Evening Gazette 15/04/03 by Eric Paylor

Sharon Gayter today revealed her "relief and disappointment" as she concentrated on settling back to normality following the Flora 1,000 Miles Challenge.

The Guisborough ultra athlete had to settle for second place in the gruelling Challenge, which involved running or walking 1,000 miles in 1,000 hours, followed immediately by the London Marathon.

The winner of the Challenge was the competitor who finished best in the marathon, and Sharon had to settle for second place.

She said: "I'm glad it's all over, but I'm really disappointed I didn't win it. I never enter anything looking for second best.

"But I did my best. My target for the marathon was three hours 40 minutes and I did it in 3:34."

The winner was Londoner Shona Crombie-Hicks, who came home in 3:08.

Sharon said: "We always knew that Shona was the fastest marathon runner among us, but she had been suffering from Achilles trouble and we wondered whether this would affect her performance on the day.

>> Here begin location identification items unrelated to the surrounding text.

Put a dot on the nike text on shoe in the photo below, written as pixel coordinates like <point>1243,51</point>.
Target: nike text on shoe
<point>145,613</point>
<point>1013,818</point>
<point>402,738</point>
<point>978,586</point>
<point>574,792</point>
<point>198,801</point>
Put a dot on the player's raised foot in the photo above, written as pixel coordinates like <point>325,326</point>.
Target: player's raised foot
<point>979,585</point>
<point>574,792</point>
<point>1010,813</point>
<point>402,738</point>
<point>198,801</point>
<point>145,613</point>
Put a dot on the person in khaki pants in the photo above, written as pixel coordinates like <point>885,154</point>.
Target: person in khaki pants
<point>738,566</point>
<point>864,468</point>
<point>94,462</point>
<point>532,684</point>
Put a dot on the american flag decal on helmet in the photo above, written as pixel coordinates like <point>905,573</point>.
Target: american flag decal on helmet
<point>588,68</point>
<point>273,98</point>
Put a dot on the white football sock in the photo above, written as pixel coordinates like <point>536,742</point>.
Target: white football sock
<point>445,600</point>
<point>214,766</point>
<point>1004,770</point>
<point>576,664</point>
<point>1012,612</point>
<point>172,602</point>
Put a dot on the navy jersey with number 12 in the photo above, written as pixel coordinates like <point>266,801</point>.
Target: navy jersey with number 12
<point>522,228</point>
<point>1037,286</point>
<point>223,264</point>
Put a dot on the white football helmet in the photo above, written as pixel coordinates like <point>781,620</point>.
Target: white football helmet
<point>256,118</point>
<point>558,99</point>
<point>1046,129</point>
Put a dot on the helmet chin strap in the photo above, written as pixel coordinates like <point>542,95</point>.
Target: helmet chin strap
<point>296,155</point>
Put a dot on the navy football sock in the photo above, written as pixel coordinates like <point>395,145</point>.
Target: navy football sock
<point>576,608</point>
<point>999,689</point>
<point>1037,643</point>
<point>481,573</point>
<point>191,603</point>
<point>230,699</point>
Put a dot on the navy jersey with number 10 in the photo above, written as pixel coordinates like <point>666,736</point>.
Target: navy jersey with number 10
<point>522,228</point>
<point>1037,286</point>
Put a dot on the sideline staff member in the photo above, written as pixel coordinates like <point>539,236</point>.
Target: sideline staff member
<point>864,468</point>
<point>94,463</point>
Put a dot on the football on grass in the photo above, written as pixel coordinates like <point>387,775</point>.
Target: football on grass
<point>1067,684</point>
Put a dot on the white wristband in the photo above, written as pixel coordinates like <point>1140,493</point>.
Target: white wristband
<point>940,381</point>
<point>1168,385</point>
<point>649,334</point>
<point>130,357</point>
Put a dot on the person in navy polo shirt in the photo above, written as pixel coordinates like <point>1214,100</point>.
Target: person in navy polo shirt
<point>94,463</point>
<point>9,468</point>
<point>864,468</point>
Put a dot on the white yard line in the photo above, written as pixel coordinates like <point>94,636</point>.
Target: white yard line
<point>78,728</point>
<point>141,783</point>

"But Shona blasted away from the start and, all credit to her, she did well."

Sharon's compensation for second place is a fee of £8,000, which will kick off her battle to raise cash for a support van for future runs.

She said: "To be honest the Challenge was much easier than I had imagined. The more difficult it was going to be, the more it would play into my hands.

"But it was relatively easy to adapt, once I recovered from the asthma which troubled me in the first two-and-a-half weeks."

Sharon added: "We were walking most of the miles early on, and I realised that I was losing the strength in the muscles in my legs.

"In fact I didn't have half the strength in my legs that I really needed for the marathon, so the time was very good under the circumstances."

Would Sharon do it all over again?

"Not likely. I've no regrets, but it was a challenge and now I've done it.

"I'll look for a different challenge next time."

Now the problem for Sharon is to try to resume a normal life, and normal sleep patterns.

She said: "I thought I would sleep like a log when it was all over, but in fact I've just tossed and turned.

"It'll take a while to get used to sleeping all night again."